# Taste of Chicago show.



## Mike Davis (Jun 15, 2011)

Anyone going to attend the taste of chicago event? I will be there on saturday the 25th eating and drinking merrily!:Beersausage: 
Would like to see some of you there! Should be a great time.

http://gochicago.about.com/od/tasteofchicago/p/taste_chicago.htm


----------



## RRLOVER (Jun 18, 2011)

You should try summer fest in milwaukee,great music-food-beer.It is always is a good time.It has been a long time since i have gone to the taste,milwaukee has a better "vibe" for me right now.If you decide to hit summer fest shoot me a pm,I am always ready to get my eat and drink on:headbang:


----------



## Salty dog (Jun 18, 2011)

I'd be in to. Take the lake express from Muskegon.


----------



## rockbox (Jun 18, 2011)

RRLOVER said:


> You should try summer fest in milwaukee,great music-food-beer.It is always is a good time.It has been a long time since i have gone to the taste,milwaukee has a better "vibe" for me right now.If you decide to hit summer fest shoot me a pm,I am always ready to get my eat and drink on:headbang:


 
I guess your are a FIB by geography only.


----------



## stereo.pete (Jun 19, 2011)

I've been to the taste more times than I can remember. Unfortunately, crime has been rising at the taste year after year, with my wife's wallet being stolen two years ago. Since then we have had no desire to go back since the vendors rarely change and the price is no where near worth what you get. I'd rather spend my money going to a great restaurant rather than dealing with the heat and crime.


----------



## Mike Davis (Jun 20, 2011)

I found out that the TOC was going on when i had planned on being in chicago.
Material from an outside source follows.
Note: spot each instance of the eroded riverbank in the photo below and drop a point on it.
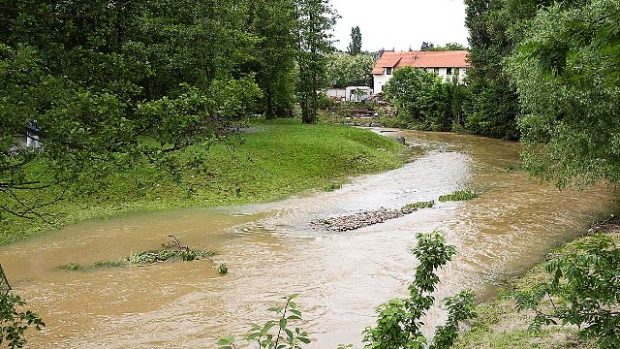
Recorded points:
(272, 251)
I have heard a few bad things about it so maybe it's Rush street and some good food elsewhere  As far as the Summerfest goes, i will have to wait until next year. My schedule is usually(Right now) booked out about 3 months in advance, so i have little room for movement. Maybe some time on Navy Pier is in order.


----------



## Shepherd (Jun 23, 2011)

mike, go to "Sunda"- make sure you try the pork belly. This is the best I've found in chicago fo sushi so far- http://www.aichicago.us/home.html


----------



## Mike Davis (Jun 23, 2011)

Thanks Sean! That is a for sure deal now!


----------